Even before he knew about the Marshall, Clarke had overheard Crosbie and graduate student Angela Peter talking about a colleague at Oxford who is doing groundbreaking work on a protein called utrophin that is linked to sarcospan.

Clarke, who has never been out of the country before, joked, "You should send me over to Oxford to work with her." A day or two later, Clarke received a mass e-mail inviting him to apply for the scholarship. When he told Crosbie about it, she contacted her Oxford colleague, Kay Davies, about Clarke.

As a result, Clarke will start working in Davies' Oxford laboratory in October after he graduates from UCLA this March with a major in molecular, cell, and developmental biology and a goal of becoming a doctor specializing in neurology.

"I'm excited about the research. It means a lot to share this recognition with Dr. Crosbie and UCLA because they have given so much to me," said Clarke. "I was grateful that Dr. Crosbie accepted me three years ago and grateful that Professor Davies is going to take me."

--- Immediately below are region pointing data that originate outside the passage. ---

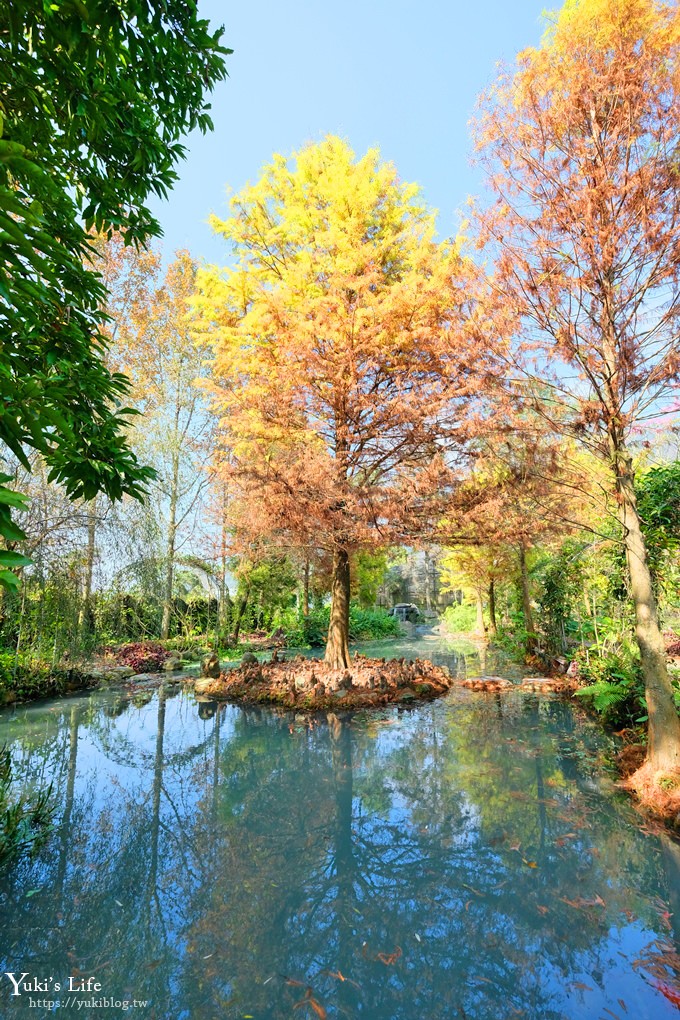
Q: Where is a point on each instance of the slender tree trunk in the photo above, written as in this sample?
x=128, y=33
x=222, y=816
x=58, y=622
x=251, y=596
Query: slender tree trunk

Crosbie said of her talented undergraduate researcher: "Tom conducts his research with a level of confidence and skill that is more akin a senior graduate student than an undergraduate. In a short period of time, it became clear to everyone in my group that Tom is exceptionally perceptive, smart and driven."

Crosbie also sees another sizable benefit to the scholarship. Her UCLA research team recently identified a novel therapeutic approach that uses sarcospan, which she discovered, in the treatment of Duchenne muscular dystrophy, the most common form of the disorder.

"The Marshall Scholarship represents an important opportunity," she said, "to combine two unique areas of expertise, sarcospan and utrophin, toward a highly promising treatment for Duchenne muscular dystrophy."